I guess I should add that if R = 77 degrees F, then solving for T 
again, you'd find that T = 6.477 hours (about 6 hours 28 minutes).
So there's an uncertainty of (8.319-6.477)hours = .921 hours = 55 mins
in the time of the professor's death. It would depend on the room
temperature over the time he's been dead.

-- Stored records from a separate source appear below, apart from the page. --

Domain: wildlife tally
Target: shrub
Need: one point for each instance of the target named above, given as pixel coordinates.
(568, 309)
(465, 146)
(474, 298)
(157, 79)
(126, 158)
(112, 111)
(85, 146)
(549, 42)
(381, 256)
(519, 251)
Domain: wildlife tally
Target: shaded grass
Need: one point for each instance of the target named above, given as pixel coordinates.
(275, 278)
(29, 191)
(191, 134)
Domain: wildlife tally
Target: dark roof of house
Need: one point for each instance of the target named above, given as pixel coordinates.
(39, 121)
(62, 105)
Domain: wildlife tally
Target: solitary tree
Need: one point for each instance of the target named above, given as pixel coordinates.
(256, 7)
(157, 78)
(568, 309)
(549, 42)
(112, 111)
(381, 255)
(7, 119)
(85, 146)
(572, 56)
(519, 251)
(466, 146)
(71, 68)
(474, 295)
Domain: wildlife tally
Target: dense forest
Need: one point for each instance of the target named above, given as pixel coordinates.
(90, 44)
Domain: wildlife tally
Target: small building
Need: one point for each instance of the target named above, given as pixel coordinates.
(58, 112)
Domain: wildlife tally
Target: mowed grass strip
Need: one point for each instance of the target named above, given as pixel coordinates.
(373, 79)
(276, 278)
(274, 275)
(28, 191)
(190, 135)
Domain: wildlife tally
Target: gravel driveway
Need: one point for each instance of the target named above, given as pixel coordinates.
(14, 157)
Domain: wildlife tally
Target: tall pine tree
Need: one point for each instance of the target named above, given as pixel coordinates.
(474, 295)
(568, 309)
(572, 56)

Unless you knew the
true time dependence R(t) of the room temperature and solving the
differential equation again, you're probably better off making
a high and a low estimate of R.

Date: 05/06/2003 at 19:51:00
From: Doctor Anthony
Subject: Re: Newton's Law of Cooling

If the ambient temperature of the room is @, then Newton's Law of 
Cooling gives the equation

     dT/dt = -k.(T - @)    where T = temperature at time t.

     dT
   ----- = -k.dt    and integrating
    T-@

    ln(T-@) = -kt + C

       T-@ = e^(-kt+C)

       T-@ = A.e(-kt)

at t=0  T = 87

      87-@ = A

      T-@ = (87-@).e^(-kt)

at t=3  T = 84

      84-@ = (87-@).[e^(-k)]^3      

      (84-@)
      ------ = [e^(-k)]^3
       87-@

so e^(-k) = [(84-@)/(87-@)]^(1/3)

When t = 98.6 we have

    98.6-@ = (87-@).e^(-k)^t

    98.6-@ = (87-@).[(84-@)/(87-@)]^(t/3)

We can solve this if we know the ambient temperature @.  If we assume 
the standard ambient temperature of 60 degrees F then we have

     38.6 = 27(24/27)^(t/3)

   1.42963 = (8/9)^(t/3)

Taking logs we get

    (t/3)ln(8/9) = ln(1.42963)

                   3.ln(1.42963)
              t =  -------------
                      ln(8/9)

                =  -9.1035

                =  9 hrs  6 mins  13 secs

So the professor died 9 hours 6 minutes before he was discovered by 
the student.

- Doctor Anthony, The Math Forum
  http://mathforum.org/dr.math/